Velocity Reviews > Newsgroups > Programming > ASP .Net > ASP .Net Security > role-based security and ActiveDirectory

Reply
Thread Tools

role-based security and ActiveDirectory

 
 
SpaceMarine
Guest
Posts: n/a
 
      05-28-2009
hello,

im having a little problem w/ role-based security and ActiveDirectory
(AD), hoping someone can help. im trying to restrict access to my app
to only users within a particular AD group. details:

- ASP.NET 3.5 intranet app; Visual Studio 2008

- deployed to a Windows Server 2008 (IIS7) machine

- uses Windows authentication

- all desired domain users reside in a custom AD group, "FOO_BAR".

- requesting the User.Identity.Name yields: "OURDOMAIN\SomeUserName"

- requesting all group membership yields:

Everyone
OURDOMAIN\Domain Users
OURDOMAIN\FOO_BAR

....all looks good. so the problem? when i request:

User.IsInRole(@"OURDOMAIN\FOO_BAR") or
User.IsInRole("FOO_BAR") or

....i get False.

this is problematic because in my web.config im trying to restrict
access to the group-only:

<authorization>
<!-- Allow only group users -->
<allow roles="FOO_BAR"/>
<deny users="*"/>
<deny users="?"/>
</authorization>


any idea whats up? i read that ASP.NET's role-based security model
should be able to pick up a Windows-authenticated AD user's groups as
roles. is this not the case?


thanks!
sm


ps - here is how i get a loop of a user's group memberships...useful:

//convert user's groups to readable NT thang
IdentityReferenceCollection usersGroups = WindowsIdentity.GetCurrent
().Groups.Translate(System.Type.GetType
("System.Security.Principal.NTAccount"));

StringBuilder sb = new StringBuilder(200);

foreach (IdentityReference group in usersGroups)
sb.Append(group.Value + "<br/>");
 
Reply With Quote
 
 
 
 
Alexey Smirnov
Guest
Posts: n/a
 
      05-28-2009
On May 28, 11:49*pm, SpaceMarine <(E-Mail Removed)> wrote:

> any idea whats up? i read that ASP.NET's role-based security model
> should be able to pick up a Windows-authenticated AD user's groups as
> roles. is this not the case?


You need to use ADAM or similar
http://msdn.microsoft.com/en-us/library/ms998331.aspx


> * * * * //convert user's groups to readable NT thang
> * * * * IdentityReferenceCollection usersGroups = WindowsIdentity.GetCurrent
> ().Groups.Translate(System.Type.GetType
> ("System.Security.Principal.NTAccount"));
>
> * * * * StringBuilder sb = new StringBuilder(200);
>
> * * * * foreach (IdentityReference group in usersGroups)
> * * * * * * * * sb.Append(group.Value + "<br/>");


You can assign user to roles manually from the code.
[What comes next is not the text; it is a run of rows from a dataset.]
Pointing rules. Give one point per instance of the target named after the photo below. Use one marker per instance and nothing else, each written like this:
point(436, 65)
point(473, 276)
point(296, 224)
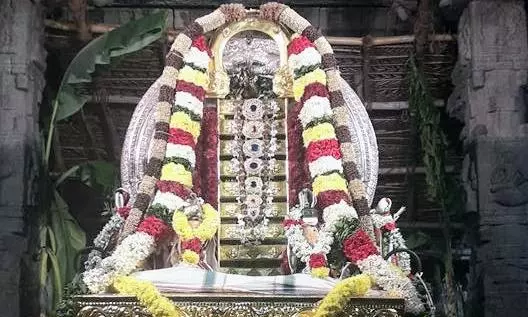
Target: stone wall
point(22, 63)
point(491, 71)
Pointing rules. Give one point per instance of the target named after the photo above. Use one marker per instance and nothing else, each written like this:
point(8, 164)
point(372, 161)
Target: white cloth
point(184, 278)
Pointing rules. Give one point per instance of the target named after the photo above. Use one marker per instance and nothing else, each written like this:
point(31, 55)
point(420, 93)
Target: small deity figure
point(310, 216)
point(207, 249)
point(388, 236)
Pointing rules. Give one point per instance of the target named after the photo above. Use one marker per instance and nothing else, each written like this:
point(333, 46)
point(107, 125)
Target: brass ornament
point(235, 305)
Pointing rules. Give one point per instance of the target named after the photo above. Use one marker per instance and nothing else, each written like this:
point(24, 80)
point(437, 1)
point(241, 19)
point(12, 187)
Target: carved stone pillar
point(488, 97)
point(22, 64)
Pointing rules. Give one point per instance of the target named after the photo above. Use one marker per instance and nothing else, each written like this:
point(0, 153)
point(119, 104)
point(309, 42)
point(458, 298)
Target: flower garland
point(148, 296)
point(173, 188)
point(322, 153)
point(105, 235)
point(392, 238)
point(360, 250)
point(194, 238)
point(334, 302)
point(329, 184)
point(313, 255)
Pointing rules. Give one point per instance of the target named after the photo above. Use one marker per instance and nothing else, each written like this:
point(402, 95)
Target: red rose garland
point(358, 246)
point(210, 156)
point(153, 226)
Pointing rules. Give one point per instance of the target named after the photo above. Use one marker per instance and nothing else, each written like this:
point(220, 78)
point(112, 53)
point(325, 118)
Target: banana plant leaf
point(128, 38)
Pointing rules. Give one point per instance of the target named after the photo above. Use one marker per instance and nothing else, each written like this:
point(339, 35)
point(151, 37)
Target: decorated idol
point(250, 151)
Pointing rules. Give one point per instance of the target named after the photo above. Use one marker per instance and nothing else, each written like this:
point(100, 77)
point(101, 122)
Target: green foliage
point(433, 140)
point(130, 37)
point(66, 306)
point(61, 237)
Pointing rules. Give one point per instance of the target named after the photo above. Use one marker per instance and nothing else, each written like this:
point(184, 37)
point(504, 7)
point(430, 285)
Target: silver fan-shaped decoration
point(137, 145)
point(140, 132)
point(364, 139)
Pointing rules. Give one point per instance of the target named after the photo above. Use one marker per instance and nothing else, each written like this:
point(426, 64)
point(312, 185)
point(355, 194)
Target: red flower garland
point(154, 227)
point(210, 156)
point(201, 43)
point(317, 260)
point(292, 222)
point(314, 89)
point(329, 147)
point(197, 91)
point(358, 246)
point(123, 211)
point(389, 226)
point(193, 244)
point(299, 44)
point(297, 169)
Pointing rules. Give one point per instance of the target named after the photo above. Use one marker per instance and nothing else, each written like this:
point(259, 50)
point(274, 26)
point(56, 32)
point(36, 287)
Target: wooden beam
point(99, 28)
point(213, 4)
point(404, 170)
point(428, 225)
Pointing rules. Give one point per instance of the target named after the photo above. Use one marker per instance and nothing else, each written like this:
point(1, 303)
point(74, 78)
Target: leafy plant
point(433, 142)
point(61, 237)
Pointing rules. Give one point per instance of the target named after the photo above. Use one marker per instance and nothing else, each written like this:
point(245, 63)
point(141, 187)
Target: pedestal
point(230, 305)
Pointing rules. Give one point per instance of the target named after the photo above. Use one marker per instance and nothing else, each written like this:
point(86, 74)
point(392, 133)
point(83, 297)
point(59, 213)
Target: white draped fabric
point(185, 278)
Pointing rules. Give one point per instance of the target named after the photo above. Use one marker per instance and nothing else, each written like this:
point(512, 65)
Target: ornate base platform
point(231, 305)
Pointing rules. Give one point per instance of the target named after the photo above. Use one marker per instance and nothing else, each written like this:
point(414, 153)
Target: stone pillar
point(22, 63)
point(489, 78)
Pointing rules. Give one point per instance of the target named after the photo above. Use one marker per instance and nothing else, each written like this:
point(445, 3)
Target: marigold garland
point(205, 231)
point(332, 181)
point(334, 302)
point(148, 295)
point(191, 257)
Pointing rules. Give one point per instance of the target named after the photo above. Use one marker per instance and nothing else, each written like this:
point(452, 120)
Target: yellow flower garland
point(324, 131)
point(177, 173)
point(320, 272)
point(333, 303)
point(333, 181)
point(148, 295)
point(194, 76)
point(318, 75)
point(183, 121)
point(205, 231)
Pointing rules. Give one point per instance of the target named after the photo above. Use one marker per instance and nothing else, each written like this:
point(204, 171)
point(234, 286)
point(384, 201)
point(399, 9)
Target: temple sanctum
point(265, 158)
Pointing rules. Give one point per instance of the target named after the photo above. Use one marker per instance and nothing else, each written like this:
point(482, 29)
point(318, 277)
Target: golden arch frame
point(219, 80)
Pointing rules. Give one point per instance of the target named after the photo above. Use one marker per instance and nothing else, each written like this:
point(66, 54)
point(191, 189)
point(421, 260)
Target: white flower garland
point(307, 57)
point(316, 107)
point(198, 58)
point(189, 102)
point(182, 151)
point(102, 239)
point(336, 212)
point(127, 256)
point(136, 248)
point(390, 279)
point(325, 164)
point(300, 246)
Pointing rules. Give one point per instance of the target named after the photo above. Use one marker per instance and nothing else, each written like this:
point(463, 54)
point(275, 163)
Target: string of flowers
point(173, 188)
point(334, 302)
point(210, 156)
point(322, 154)
point(104, 237)
point(194, 238)
point(148, 296)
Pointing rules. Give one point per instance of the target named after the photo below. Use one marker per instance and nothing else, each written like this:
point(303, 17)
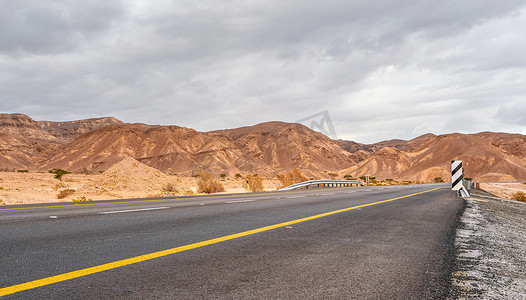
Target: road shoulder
point(490, 243)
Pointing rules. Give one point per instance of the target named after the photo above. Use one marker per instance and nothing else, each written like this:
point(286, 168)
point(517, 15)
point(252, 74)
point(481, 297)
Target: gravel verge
point(491, 249)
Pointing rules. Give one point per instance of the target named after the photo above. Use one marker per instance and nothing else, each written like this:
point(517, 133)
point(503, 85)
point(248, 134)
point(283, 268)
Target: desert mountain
point(97, 144)
point(487, 157)
point(26, 143)
point(266, 148)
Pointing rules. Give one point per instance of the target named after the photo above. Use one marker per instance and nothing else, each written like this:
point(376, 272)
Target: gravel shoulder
point(491, 255)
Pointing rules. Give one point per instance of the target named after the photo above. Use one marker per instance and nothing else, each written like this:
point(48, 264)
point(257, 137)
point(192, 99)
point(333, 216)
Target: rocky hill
point(266, 148)
point(27, 144)
point(94, 145)
point(487, 157)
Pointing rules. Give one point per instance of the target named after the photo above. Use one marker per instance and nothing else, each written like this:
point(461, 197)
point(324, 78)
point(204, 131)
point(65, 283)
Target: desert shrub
point(519, 196)
point(438, 180)
point(65, 193)
point(255, 183)
point(206, 184)
point(170, 188)
point(294, 176)
point(59, 173)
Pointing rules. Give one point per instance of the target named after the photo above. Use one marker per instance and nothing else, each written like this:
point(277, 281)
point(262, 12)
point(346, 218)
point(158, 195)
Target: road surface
point(344, 243)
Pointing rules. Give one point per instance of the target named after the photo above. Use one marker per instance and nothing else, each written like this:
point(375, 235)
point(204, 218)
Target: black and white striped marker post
point(457, 176)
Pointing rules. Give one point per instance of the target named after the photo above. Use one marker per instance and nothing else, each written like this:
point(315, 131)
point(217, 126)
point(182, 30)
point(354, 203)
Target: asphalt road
point(399, 249)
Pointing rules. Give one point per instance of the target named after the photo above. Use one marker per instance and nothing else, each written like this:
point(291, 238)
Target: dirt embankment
point(491, 261)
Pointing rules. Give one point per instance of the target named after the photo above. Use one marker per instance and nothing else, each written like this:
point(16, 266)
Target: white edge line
point(131, 210)
point(239, 201)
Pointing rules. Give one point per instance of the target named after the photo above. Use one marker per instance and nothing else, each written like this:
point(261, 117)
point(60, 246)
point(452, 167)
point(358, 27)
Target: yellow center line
point(120, 263)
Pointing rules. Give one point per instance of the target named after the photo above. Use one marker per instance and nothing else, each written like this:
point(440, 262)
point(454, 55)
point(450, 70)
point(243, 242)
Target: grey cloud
point(45, 27)
point(385, 69)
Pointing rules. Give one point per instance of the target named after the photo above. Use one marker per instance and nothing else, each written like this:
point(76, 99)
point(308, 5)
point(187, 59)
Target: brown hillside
point(265, 149)
point(129, 175)
point(484, 158)
point(269, 148)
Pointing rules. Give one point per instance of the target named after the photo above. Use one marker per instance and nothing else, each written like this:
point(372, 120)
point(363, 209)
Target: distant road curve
point(373, 242)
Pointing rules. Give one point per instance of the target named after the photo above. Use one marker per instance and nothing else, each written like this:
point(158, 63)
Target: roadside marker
point(457, 178)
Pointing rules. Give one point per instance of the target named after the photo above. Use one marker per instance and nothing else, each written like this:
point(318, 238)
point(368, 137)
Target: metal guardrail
point(323, 183)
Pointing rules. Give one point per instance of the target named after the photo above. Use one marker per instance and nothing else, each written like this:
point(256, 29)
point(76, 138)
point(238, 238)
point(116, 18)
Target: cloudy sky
point(382, 69)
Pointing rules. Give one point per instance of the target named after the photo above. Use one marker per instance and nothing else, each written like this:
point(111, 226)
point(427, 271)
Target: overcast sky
point(383, 69)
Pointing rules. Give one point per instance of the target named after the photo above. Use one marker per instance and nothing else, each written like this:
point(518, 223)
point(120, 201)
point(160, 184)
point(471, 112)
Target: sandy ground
point(490, 242)
point(503, 190)
point(25, 188)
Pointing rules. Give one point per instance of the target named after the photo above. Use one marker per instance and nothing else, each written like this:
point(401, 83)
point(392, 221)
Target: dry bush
point(294, 176)
point(519, 196)
point(170, 188)
point(206, 184)
point(255, 183)
point(59, 185)
point(81, 199)
point(65, 193)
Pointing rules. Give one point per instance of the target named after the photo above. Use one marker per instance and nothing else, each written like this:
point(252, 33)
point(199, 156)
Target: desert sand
point(125, 180)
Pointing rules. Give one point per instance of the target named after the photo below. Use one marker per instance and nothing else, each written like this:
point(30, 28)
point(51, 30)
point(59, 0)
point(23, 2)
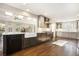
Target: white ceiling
point(51, 10)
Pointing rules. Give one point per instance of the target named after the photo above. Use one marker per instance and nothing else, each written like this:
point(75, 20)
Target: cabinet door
point(33, 41)
point(26, 43)
point(13, 43)
point(78, 43)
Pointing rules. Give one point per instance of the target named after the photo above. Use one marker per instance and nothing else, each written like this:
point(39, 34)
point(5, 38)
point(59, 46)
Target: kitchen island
point(13, 42)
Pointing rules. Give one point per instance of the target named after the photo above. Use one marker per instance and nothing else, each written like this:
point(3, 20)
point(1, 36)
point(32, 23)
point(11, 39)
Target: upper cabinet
point(43, 22)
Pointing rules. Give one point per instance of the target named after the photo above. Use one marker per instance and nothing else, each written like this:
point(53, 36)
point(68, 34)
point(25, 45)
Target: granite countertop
point(26, 34)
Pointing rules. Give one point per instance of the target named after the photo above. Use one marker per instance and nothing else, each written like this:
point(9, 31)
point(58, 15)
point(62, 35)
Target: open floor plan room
point(39, 29)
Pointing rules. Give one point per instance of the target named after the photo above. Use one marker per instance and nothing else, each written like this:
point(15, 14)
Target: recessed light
point(29, 18)
point(9, 13)
point(20, 16)
point(24, 3)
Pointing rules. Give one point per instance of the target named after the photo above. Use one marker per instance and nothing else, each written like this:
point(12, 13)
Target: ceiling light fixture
point(9, 13)
point(20, 16)
point(27, 9)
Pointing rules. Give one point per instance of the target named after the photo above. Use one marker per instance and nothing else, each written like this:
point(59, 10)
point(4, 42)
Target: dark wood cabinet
point(78, 43)
point(13, 43)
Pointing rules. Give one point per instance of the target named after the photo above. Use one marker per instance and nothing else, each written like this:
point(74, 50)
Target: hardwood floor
point(48, 49)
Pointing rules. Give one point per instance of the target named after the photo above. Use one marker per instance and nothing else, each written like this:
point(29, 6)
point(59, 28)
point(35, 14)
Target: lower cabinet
point(28, 42)
point(78, 43)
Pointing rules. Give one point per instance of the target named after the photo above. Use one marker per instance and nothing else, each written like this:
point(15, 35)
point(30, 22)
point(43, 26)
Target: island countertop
point(26, 34)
In global.asax in Application_AuthenticateRequest you can use your
code from above as

string[] roles = new string[] { };

// your code here....

foreach (IdentityReference group in usersGroups)
roles.Add(group.Value);

//and then add our own custom principal to the request containing the
roles in the auth ticket
Context.User = new GenericPrincipal(Context.User.Identity, roles);
 
Reply With Quote
 
 
 
 
Joe Kaplan
Guest
Posts: n/a
 
      05-29-2009
This should work. It may be the case that the group in question either is
not security enabled and thus would not be the user's token or it has a
different account name than you think it does.

What you should do is verify what's actually in the token. Write some code
that translates the User.Identity object to a WindowsIdentity and then use
the Translate method on the IdentityReferenceCollection to translate to
NTAccount objects. Then you can dump out the names and see what's in there.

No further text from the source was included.